Lumentum Holdings Inc. on December 19, 2025 entered into a credit agreement, by and among the Company, as borrower, the lenders from time to time party thereto and Wells Fargo Bank, National Association, as administrative agent and collateral agent. The Credit Agreement provides for a senior secured revolving credit facility in an aggregate principal amount of $400.0 million, including a $23.0 million sublimit for the issuance of letters of credit. The Credit Agreement provides that the Company has the right at any time and from time to time to incur one or more incremental revolving commitments and/or incremental term loans up to an unlimited amount, subject to certain customary conditions precedent and other requirements.
The Lenders are not obligated to provide any such incremental loans or commitments. The proceeds of the loans under the Credit Agreement may be used for working capital and general corporate purposes. As of the Effective Date, the Company had no outstanding revolving loans or letters of credit under the Credit Agreement.

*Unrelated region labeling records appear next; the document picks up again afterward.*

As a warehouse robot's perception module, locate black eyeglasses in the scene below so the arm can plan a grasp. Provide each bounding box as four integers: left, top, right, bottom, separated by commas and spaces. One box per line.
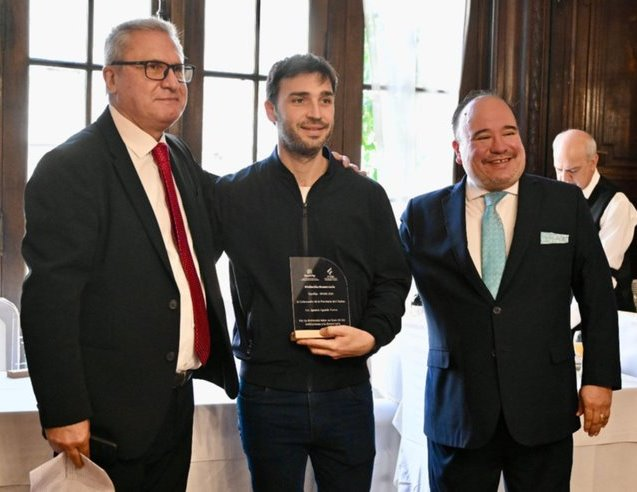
109, 60, 195, 84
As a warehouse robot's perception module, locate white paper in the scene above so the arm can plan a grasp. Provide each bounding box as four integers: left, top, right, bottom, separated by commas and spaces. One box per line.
29, 453, 115, 492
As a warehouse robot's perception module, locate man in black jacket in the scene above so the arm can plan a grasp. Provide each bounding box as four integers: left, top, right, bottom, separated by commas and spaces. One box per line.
212, 54, 410, 491
22, 18, 238, 492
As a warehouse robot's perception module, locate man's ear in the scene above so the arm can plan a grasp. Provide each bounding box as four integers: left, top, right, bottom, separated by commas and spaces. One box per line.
102, 65, 115, 94
263, 100, 277, 125
592, 153, 599, 169
451, 140, 462, 165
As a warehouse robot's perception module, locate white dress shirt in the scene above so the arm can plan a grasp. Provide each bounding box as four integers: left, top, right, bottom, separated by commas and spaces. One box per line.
109, 106, 205, 372
465, 176, 519, 277
582, 171, 637, 276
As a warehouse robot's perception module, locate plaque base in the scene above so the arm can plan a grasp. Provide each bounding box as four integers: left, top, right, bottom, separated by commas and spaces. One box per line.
290, 330, 334, 342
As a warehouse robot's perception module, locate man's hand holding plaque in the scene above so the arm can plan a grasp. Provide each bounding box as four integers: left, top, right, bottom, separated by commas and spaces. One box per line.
296, 325, 376, 359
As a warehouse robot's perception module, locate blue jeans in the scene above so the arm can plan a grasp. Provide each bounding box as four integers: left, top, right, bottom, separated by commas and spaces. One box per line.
237, 381, 376, 492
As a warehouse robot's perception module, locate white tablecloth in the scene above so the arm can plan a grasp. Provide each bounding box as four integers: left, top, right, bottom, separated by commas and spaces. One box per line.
0, 373, 400, 492
372, 307, 637, 492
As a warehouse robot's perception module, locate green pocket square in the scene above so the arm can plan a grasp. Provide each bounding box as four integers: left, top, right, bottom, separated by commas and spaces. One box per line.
540, 232, 568, 244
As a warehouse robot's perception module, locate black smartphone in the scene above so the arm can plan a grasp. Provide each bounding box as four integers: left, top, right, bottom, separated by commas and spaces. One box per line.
89, 434, 117, 466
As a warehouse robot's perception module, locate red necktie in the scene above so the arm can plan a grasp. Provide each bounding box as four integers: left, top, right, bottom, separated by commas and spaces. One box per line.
152, 142, 210, 364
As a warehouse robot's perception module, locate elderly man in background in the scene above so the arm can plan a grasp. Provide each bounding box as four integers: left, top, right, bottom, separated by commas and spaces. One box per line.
553, 129, 637, 312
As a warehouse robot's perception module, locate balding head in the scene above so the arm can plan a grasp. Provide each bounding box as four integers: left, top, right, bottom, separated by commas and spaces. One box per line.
553, 129, 599, 189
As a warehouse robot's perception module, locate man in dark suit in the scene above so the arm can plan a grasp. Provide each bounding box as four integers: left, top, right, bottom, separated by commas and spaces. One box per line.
22, 18, 237, 492
401, 92, 621, 491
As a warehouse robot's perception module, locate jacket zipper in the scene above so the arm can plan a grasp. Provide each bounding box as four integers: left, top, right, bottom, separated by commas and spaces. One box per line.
301, 200, 310, 256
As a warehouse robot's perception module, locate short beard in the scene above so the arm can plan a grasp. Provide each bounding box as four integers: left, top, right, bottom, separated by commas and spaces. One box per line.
279, 119, 332, 158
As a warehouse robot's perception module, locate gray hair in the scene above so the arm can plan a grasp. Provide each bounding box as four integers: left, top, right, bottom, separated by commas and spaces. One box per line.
451, 89, 515, 139
104, 17, 184, 65
553, 128, 597, 160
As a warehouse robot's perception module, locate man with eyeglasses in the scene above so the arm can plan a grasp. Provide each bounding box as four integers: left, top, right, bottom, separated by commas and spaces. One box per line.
22, 18, 237, 492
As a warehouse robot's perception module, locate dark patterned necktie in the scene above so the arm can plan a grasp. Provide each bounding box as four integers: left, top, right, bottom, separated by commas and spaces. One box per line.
152, 142, 210, 364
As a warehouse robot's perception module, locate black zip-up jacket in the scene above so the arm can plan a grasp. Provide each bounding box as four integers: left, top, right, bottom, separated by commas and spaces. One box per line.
211, 148, 411, 391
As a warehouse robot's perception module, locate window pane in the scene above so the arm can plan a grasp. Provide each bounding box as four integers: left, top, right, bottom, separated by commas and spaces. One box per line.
259, 0, 309, 74
91, 70, 108, 121
29, 0, 88, 62
416, 0, 466, 90
202, 77, 254, 176
93, 0, 152, 65
27, 67, 86, 176
204, 0, 255, 73
257, 82, 278, 160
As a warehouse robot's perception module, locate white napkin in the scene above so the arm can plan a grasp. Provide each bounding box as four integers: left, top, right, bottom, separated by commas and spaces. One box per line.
29, 453, 115, 492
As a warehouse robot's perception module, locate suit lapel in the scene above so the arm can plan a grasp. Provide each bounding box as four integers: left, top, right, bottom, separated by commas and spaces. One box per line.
500, 175, 542, 292
96, 108, 172, 275
167, 144, 225, 319
442, 177, 491, 299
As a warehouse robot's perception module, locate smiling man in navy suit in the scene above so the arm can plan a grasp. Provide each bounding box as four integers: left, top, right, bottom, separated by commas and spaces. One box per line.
401, 92, 621, 492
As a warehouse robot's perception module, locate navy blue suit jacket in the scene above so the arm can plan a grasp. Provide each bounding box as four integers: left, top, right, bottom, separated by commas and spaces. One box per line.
400, 175, 621, 448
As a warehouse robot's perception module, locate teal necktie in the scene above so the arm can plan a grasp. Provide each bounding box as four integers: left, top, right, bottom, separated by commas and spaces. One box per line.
480, 191, 506, 299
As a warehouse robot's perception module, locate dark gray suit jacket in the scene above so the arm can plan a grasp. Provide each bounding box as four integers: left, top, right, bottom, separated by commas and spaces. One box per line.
400, 175, 621, 448
21, 109, 237, 458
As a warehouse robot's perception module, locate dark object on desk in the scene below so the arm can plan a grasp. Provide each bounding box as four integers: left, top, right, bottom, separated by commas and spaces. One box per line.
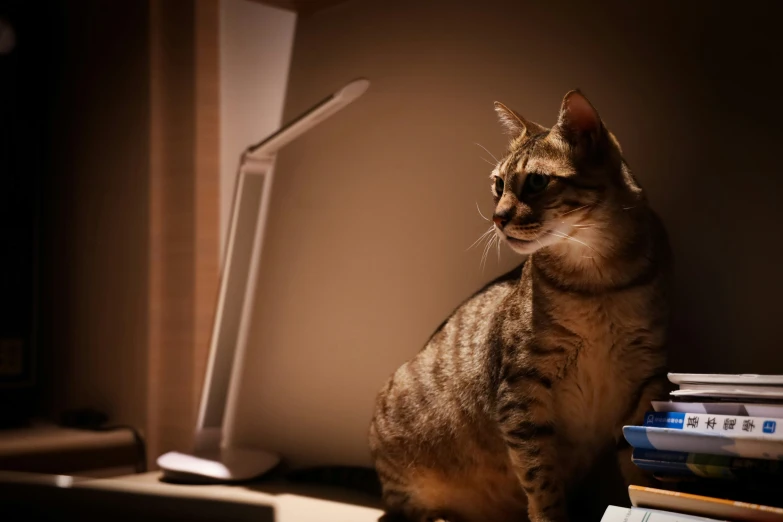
60, 408, 147, 473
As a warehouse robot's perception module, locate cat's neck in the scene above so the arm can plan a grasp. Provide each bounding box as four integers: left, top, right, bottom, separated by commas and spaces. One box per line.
531, 206, 657, 292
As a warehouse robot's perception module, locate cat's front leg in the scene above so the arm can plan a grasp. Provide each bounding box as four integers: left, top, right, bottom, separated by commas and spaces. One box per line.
497, 365, 568, 522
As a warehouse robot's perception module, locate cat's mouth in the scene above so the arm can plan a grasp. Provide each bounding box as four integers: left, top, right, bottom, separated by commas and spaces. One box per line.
506, 234, 535, 245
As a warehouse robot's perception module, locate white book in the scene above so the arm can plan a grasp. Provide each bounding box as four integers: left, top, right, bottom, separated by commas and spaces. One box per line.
628, 486, 783, 522
601, 506, 718, 522
652, 401, 783, 419
644, 412, 783, 441
669, 373, 783, 386
671, 384, 783, 400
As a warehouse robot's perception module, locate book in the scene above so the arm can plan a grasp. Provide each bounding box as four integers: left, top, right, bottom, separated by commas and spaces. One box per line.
628, 486, 783, 522
601, 506, 716, 522
644, 411, 783, 440
623, 426, 783, 460
652, 401, 783, 419
670, 384, 783, 399
668, 373, 783, 386
631, 448, 783, 484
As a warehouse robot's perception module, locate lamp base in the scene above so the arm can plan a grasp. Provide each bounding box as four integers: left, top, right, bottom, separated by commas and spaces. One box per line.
157, 448, 280, 484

Revolving loans under the Credit Agreement may be borrowed, repaid and reborrowed, without premium or penalty (subject to customary breakage costs), until their maturity date under the Credit Agreement, at which time all amounts borrowed must be repaid. Revolving loans under the Credit Agreement will mature on December 19, 2030, subject to earlier maturity on the date that is 91 days prior to the final scheduled maturity date of certain of the Company?s existing outstanding convertible senior notes, if on such date, the Company is unable to satisfy certain liquidity and/or total net leverage requirements.